Cuando los guardias de aquí, de Moguer vinieron a ponerme en libertad no me dieron papel alguno. Me dijeron simplemente que estaba libre como un pájaro, que podía circular como un ciudadano cualquiera. Eran las ocho de la tarde del 6 de junio de 1969 y les conté todo. Fue cuestión de poco tiempo lo que estuve con ellos. «Ahora tiene que hacerse el carnet de identidad», me dijeron. El capitán midió el ataúd, le interesaba para su informe. No se creían que yo hubiera vivido allí como un enterrado vivo. Me quedé sentado en la casa y más tarde apareció la gente. Estoy seguro de que todavía habrá en el pueblo alguien que me odie, pero qué se le va a hacer, quién lo va a evitar. A mí todo el que me saluda le saludo y estoy convencido plenamente de que ya no me pasará nada. No he pensado en casarme, nunca volví a ver a mi novia aunque vive en el pueblo. Un día, durante mi encierro, mi cuñado me dijo: «Ella y Pepe se hablan». Yo la quería mucho, pero nunca hice por verla. Pensaba casarme cuando saliera, pero ella se fue a la vicaría con Farruco y sé que tienen un hijo muy glotón, que va siempre en la moto, rrrruuuuummm.

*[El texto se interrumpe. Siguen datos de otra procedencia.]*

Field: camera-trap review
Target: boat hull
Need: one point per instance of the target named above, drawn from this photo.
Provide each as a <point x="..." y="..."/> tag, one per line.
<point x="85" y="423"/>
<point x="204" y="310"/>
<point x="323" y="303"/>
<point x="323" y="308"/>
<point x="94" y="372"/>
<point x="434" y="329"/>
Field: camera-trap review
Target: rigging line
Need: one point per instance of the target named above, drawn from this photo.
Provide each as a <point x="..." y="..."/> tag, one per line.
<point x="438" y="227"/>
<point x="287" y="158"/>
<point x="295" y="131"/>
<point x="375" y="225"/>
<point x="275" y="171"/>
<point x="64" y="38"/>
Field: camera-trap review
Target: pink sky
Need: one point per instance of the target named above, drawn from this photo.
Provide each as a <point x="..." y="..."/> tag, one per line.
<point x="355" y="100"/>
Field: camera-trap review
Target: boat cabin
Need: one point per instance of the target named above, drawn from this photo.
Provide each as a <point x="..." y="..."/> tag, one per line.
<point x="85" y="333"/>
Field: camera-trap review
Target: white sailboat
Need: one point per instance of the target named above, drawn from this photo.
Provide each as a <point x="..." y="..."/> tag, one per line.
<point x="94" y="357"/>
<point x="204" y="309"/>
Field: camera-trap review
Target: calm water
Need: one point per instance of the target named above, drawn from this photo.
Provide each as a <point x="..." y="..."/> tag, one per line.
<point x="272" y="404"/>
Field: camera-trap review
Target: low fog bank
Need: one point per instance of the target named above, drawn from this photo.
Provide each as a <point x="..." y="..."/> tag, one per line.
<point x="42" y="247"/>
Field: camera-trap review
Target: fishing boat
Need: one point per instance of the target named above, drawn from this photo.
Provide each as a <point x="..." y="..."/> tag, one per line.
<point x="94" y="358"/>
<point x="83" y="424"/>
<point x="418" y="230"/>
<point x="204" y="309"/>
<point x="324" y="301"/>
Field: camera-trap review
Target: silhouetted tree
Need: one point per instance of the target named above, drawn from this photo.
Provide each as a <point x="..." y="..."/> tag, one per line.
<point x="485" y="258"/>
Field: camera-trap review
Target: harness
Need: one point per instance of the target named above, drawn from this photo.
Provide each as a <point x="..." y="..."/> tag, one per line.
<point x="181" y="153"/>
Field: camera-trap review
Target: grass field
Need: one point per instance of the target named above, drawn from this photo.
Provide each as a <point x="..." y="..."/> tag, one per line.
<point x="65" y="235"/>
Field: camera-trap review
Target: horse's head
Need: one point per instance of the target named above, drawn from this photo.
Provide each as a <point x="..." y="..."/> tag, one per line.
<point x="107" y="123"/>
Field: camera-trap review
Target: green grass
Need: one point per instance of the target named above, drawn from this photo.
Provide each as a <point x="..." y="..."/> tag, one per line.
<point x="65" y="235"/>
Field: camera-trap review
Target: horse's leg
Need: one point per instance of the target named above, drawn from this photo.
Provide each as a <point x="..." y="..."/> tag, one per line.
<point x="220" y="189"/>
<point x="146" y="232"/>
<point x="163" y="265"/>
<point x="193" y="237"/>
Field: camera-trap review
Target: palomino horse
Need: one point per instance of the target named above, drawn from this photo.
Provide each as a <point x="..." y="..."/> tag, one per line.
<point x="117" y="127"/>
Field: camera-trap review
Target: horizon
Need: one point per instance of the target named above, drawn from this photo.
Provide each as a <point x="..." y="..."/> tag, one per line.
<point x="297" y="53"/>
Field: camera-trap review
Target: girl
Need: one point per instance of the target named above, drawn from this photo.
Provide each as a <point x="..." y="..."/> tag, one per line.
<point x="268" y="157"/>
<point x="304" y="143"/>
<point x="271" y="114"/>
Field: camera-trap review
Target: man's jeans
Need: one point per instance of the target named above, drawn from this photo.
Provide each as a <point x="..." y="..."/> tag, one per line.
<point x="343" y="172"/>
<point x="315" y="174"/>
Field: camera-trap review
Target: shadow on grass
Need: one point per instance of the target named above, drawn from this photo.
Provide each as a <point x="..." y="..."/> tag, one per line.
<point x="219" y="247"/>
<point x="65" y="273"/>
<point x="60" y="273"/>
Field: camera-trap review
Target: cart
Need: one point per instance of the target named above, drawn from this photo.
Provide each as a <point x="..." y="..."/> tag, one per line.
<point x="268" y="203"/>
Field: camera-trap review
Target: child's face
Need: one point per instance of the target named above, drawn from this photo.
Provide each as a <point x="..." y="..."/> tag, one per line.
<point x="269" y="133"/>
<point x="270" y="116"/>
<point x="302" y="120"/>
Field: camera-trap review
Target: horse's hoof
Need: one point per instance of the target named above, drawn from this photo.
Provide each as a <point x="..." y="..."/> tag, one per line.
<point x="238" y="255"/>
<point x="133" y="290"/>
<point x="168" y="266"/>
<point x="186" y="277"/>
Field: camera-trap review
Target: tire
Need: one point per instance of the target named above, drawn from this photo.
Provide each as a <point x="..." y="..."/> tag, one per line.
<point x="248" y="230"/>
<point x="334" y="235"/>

Al día siguiente de salir descubrí la televisión. Me gustó. Lo que está bien es que está bien. La veo todas las noches que puedo, en la taberna donde paramos. De lo que he visto prefiero las corridas de toros, sobre todo cuando torean Paco Camino y Diego Puerta y el cante flamenco. El número de los coches que circulan no me sorprendió tanto porque yo oía sus motores, escuchaba el ruido de los motores, unos para arriba otros para bajo. A Huelva he ido, desde entonces, varias veces. Está mucho más moderna que estaba. Me han impresionado mucho los edificios nuevos que han levantado. Pero yo prefiero mi campo de fresa y mi choza de enea, los tragos de aguardiente. Ahora estoy con el mulo labrando la tierra, la preparo para la planta del verano. Luego, si no hay pedrisco o alguna otra calamidad tendremos las fresas.
Serían las primeras fresas de la libertad de Manuel Piosa Rosado, más conocido en Moguer por «El Lirio».